To me this seems much more promising than either needing an MCP server or the MCP Apps proposal.
It's great they are working on standardizing this so websites don't have to integrate with LLMs. The real opportunity seems to be able to automatically generate the tool calls / MCP schema by inspecting the website offline - I automated this using PLayright MCP.
Every generation needs its own acronyms and specifications. If a new one looks like an old one likely the old one was ahead of its time.

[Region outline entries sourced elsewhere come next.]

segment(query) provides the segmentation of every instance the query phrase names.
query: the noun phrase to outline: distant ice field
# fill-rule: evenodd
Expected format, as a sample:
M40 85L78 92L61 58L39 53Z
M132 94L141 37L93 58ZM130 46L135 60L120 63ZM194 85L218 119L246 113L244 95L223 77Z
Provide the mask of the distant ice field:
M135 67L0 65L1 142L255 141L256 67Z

Instead of parsing or screen-shooting the current page to understand the context, an AI agent running in the browser can query the page tools to extract data or execute actions without dealing with API authentication.
It's a pragmatic solution. An AI agent, in theory, can use the accessibility DOM to improve access to the page (or some HTML data annotation); however, it doesn't provide it with straightforward information about the actions it can take on the current page.
I see two major roadblocks with this idea:
1. Security: Who has access to these MCPs? This makes it easier for browser plugins to act on your behalf, but end users often don't understand the scope of granting plugins access to their pages.
2. Incentive: Exposing these tools makes accessing website data extremely easy for AI agents. While that's great for end users, many businesses will be reluctant to spend time implementing it (that's the same reason social networks and media websites killed RSS... more flexibility for end users, but not aligned with their business incentives)
But I’d happily add a little mcp server to it in js, if that means someone else can point their LLM at it and be taught how to play sudoku.
The browser has tons of functionality baked in, everything from web workers to persistence.
This would also allow for interesting ways of authenticating/manipulating data from existing sites. Say I'm logged into image-website-x. I can then use the WebMCP to allow agents to interact with the images I've stored there. The WebMCP becomes a much more intuitive way than interpreting the DOM elements
Instead of letting the agent call a server (MCP), the agent downloads javascript and executes it itself (WebMCP).